Checking Information for an "Accurate View of Reality"
- id: 1740330888
- Date: Feb. 23, 2025, 5:56 p.m.
- Author: Donald F. Elger
- Goals
- Describe information checking.
- Easily and consistently check information to assess the degree to which it paints an accurate view of reality.
Information Checking (What)
This skill involves checking information that you send or receive to see if it paints an accurate view of reality.
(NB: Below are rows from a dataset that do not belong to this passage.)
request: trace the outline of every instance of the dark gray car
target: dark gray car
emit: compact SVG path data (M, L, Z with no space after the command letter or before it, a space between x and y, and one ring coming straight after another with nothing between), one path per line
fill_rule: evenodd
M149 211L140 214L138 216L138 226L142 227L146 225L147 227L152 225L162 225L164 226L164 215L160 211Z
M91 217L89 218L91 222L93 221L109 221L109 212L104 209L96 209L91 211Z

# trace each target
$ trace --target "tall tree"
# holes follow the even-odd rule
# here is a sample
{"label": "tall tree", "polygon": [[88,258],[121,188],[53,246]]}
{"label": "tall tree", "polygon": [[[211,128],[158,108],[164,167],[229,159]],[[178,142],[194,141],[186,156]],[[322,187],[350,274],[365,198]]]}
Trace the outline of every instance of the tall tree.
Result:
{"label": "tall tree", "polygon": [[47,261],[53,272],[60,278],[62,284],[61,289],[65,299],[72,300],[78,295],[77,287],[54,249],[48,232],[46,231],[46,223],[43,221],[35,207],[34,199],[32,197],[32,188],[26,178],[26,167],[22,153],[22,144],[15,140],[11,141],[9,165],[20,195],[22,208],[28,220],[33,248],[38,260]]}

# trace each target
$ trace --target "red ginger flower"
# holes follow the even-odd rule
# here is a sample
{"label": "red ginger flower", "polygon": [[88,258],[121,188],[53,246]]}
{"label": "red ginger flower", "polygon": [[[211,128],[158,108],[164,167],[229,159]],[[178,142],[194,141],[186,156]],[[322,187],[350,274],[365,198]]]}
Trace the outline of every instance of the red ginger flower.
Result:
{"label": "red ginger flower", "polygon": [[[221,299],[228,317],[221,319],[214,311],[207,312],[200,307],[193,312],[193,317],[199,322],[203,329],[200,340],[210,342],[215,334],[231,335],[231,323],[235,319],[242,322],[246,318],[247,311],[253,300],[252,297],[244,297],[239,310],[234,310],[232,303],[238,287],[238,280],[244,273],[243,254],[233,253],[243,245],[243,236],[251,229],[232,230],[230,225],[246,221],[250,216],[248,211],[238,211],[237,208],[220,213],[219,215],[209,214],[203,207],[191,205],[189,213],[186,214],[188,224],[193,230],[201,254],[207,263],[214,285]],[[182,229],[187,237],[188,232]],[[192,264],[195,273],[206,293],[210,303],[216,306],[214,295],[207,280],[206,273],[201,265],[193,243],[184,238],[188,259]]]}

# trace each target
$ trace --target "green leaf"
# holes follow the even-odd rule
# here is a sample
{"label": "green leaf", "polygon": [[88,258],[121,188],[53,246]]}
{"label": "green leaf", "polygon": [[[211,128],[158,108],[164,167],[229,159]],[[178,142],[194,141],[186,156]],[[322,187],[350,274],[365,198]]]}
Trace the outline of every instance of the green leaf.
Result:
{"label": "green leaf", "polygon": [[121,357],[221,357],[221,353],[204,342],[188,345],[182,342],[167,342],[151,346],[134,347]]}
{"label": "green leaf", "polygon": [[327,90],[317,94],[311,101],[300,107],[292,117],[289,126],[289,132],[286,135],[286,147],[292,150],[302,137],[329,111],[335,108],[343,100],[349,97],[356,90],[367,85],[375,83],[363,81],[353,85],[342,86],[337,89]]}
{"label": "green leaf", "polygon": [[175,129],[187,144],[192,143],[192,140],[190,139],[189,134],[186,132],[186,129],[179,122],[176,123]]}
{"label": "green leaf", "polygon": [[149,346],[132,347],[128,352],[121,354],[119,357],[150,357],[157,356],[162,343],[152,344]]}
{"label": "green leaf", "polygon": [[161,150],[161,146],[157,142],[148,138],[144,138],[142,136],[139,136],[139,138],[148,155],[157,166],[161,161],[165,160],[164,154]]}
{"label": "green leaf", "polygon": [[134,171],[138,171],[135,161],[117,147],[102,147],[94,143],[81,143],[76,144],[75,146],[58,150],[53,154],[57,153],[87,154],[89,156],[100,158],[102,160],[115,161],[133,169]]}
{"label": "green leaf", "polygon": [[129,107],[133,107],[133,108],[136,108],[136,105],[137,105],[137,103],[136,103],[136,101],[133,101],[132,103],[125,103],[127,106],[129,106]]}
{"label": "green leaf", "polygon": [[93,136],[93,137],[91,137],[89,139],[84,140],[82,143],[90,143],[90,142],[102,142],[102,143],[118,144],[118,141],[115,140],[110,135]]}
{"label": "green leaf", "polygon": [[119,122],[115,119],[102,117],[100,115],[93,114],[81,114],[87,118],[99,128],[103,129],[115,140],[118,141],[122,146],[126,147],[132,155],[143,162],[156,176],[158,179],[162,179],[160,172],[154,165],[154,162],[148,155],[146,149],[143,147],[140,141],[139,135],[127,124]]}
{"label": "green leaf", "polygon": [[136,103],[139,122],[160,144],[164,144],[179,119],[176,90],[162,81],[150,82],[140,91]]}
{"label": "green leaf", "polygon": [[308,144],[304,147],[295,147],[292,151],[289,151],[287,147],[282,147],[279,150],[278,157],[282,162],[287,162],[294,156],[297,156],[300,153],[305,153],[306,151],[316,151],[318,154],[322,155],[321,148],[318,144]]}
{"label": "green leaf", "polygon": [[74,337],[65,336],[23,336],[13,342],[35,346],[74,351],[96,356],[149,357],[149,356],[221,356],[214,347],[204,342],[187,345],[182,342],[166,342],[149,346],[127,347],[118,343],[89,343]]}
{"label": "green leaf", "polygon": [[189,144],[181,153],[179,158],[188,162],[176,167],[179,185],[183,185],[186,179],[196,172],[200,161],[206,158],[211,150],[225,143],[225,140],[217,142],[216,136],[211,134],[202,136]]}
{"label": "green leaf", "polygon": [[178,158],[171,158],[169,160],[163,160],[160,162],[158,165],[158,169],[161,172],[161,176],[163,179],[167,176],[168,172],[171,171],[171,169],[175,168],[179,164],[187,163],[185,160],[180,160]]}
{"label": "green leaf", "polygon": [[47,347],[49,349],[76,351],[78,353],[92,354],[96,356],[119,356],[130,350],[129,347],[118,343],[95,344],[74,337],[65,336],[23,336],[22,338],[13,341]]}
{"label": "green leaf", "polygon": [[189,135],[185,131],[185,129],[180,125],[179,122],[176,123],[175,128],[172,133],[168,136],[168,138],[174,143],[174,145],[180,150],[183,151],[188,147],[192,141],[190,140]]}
- Accurate View of Reality (AVR)
- An accurate view of reality refers to a representation of the world that is fact-based, complete, unbiased, logically consistent, and contextually appropriate.
Rationale
Being skilled at information checking is worthwhile for several reasons.
Avoid being influenced by information that does not paint an accurate view of reality.
Avoid disseminating substandard or bad information to your friends, family, colleagues, and others.
Information Checking (How To)
Principles
An accurate view of reality is worthwhile.
We nearly always have an ethical obligation to present information that presents an accurate view of reality. Doubly so if we are professional: engineer, architect, politician, physician, nurse, teacher, lawyer, accountant, and so on.
We can and we should check information to ensure that it paints an accurate view of reality.
Not either/or. The degree to which information presents an accurate view of reality exists on a continuum that spans from “zero” to “highly accurate.”
Framework
Here is the checklist.
Tips
- For checking information from external sources the checklist is
rarely used in its full detail. Here’s two shortcuts.
- Get information from several high quality sources and triangulate.
- Most lousy information (i.e., not an accurate view of reality) can be rapidly identified by recognizing bias, factual errors, incomplete information, and so on.